En fin de compte, on a compris qu’il n’y avait aucun argument capable d’arrêter le train du REM. On a fini par comprendre l’ampleur de la tricherie esthétique quand on s’est rendu compte que les câbles aériens ne figuraient dans aucune des maquettes qu’on nous a présentées. Et on a fini par avoir des réponses aux questions d’implantation architecturale quand on a vu arriver les structures en béton, immenses, défigurant le paysage de l’Ouest-de-l’Île, déjà pas très idyllique, le long de l’A40. Il y a des citoyens vaillants comme Francis Lapierre qui se sont donné la peine de calculer l’impact environnemental, en tonnes de CO2, de tout ce béton, ce qui donne quelque chose comme 740 000 t CO2. Si vous vous intéressez aux impacts du béton sur l’environnement, vous verrez, en plus, que le CO2 n’est qu’une partie du problème lié à l’utilisation de ce matériau.

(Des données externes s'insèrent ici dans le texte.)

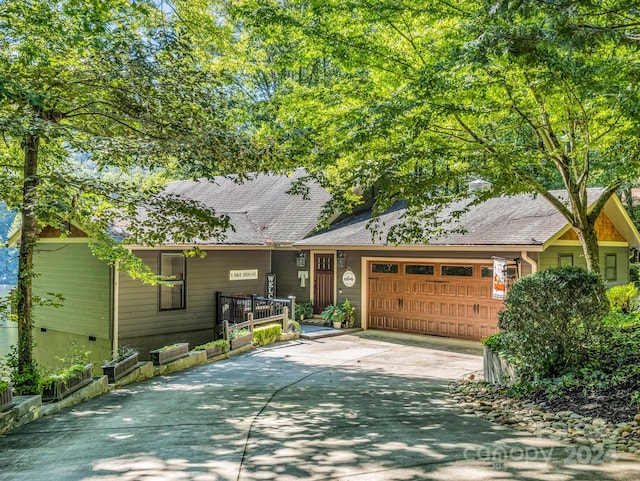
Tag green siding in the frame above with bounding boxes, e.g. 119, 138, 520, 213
539, 245, 630, 285
34, 329, 110, 376
33, 242, 111, 339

En dépit de toute une montagne d’arguments contre le REM, il a fini par voir le jour — en retard, et au-dessus du budget prévu. On aurait pu, lors de sa mise en fonction, oublier tous nos chagrins. Mais non, ce n’est pas là que notre histoire s’arrête. Nous apprenons ces jours-ci que le système de freinage n’est pas suffisamment robuste pour nos hivers et doit être agrémenté d’un système de chauffage pour déglacer les freins. Misère.

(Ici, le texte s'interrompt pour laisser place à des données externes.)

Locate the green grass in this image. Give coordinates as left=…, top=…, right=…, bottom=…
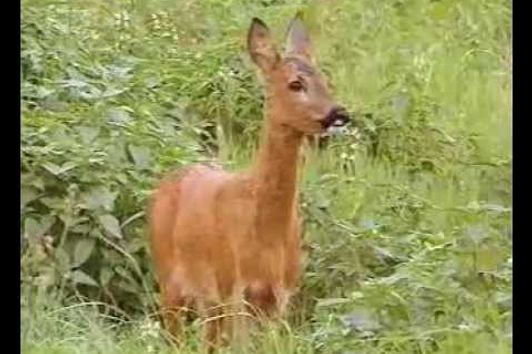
left=21, top=0, right=511, bottom=353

Un peu plus haut, un peu plus loin
Je ne fais pas référence ici à la puissante chanson de Jean-Pierre Ferland brillamment reprise par Ginette Renaud, mais bien à cette fâcheuse tendance des homo faber que nous sommes à toujours chercher une solution meilleure aux petits (et grands) inconvénients de la vie. Cela nous servait très bien quand il s’agissait, pour nos ancêtres paléolithiques, de se trouver de quoi se nourrir et se chauffer pendant les longs mois d’hiver. Mais aujourd’hui, je doute qu’on puisse encore espérer trouver beaucoup de valeur dans la destruction d’un moyen de transport robuste, fonctionnel et qui a fait ses preuves comme le train par une technologie nouvelle qui roule sans chauffeur, sur des structures surélevées, et qui semble inadapté aux fluctuations saisonnières comme le REM.
Pendant ce temps, Justin Trudeau souhaite aller de Montréal à Toronto en trois heures avec un train à grande vitesse plutôt qu’en quatre heures avec un train à grande fréquence pour à peu près 10 fois le prix et Elon Musk veut mettre un homme sur Mars puisque la Lune, bof, been there done that.

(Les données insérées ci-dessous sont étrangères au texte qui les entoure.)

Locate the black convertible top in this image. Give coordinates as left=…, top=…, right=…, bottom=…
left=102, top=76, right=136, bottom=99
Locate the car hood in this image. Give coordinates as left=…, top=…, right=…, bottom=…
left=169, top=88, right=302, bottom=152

J’ai tendance à penser qu’il serait judicieux de songer à légiférer contre les « innovations inutiles », ces mises à jour de votre téléphone qui le rendent plus lent, tous ces électroménagers qui intègrent des dispositifs numériques inutiles et qui sont les premiers à briser rendant toute la machine inutilisable, ce train dont on arrache les rails et dont on envoie les wagons à la ferraille pour finalement nous patenter un truc qui passe à vingt mètres au-dessus de nos têtes et attrape la grippe au premier coup de vent hivernal.
J’espère partir une tendance, celle de l’amélioration inverse, proposée par Bill Maher, qui à sa manière de Boomer irritable, la définit comme « ces mises à jour que personne n’a demandées et dont personne n’a besoin, qui n’améliorent en rien le service mais qui représentent uniquement un changement bien souvent pour le pire. »
Justine McIntyre a une formation en musique classique. Après un passage en politique municipale, elle a entrepris une maîtrise en management et développement durable. À travers ses écrits, elle explore les thèmes à l’intersection de l’art, de l’environnement et de la politique.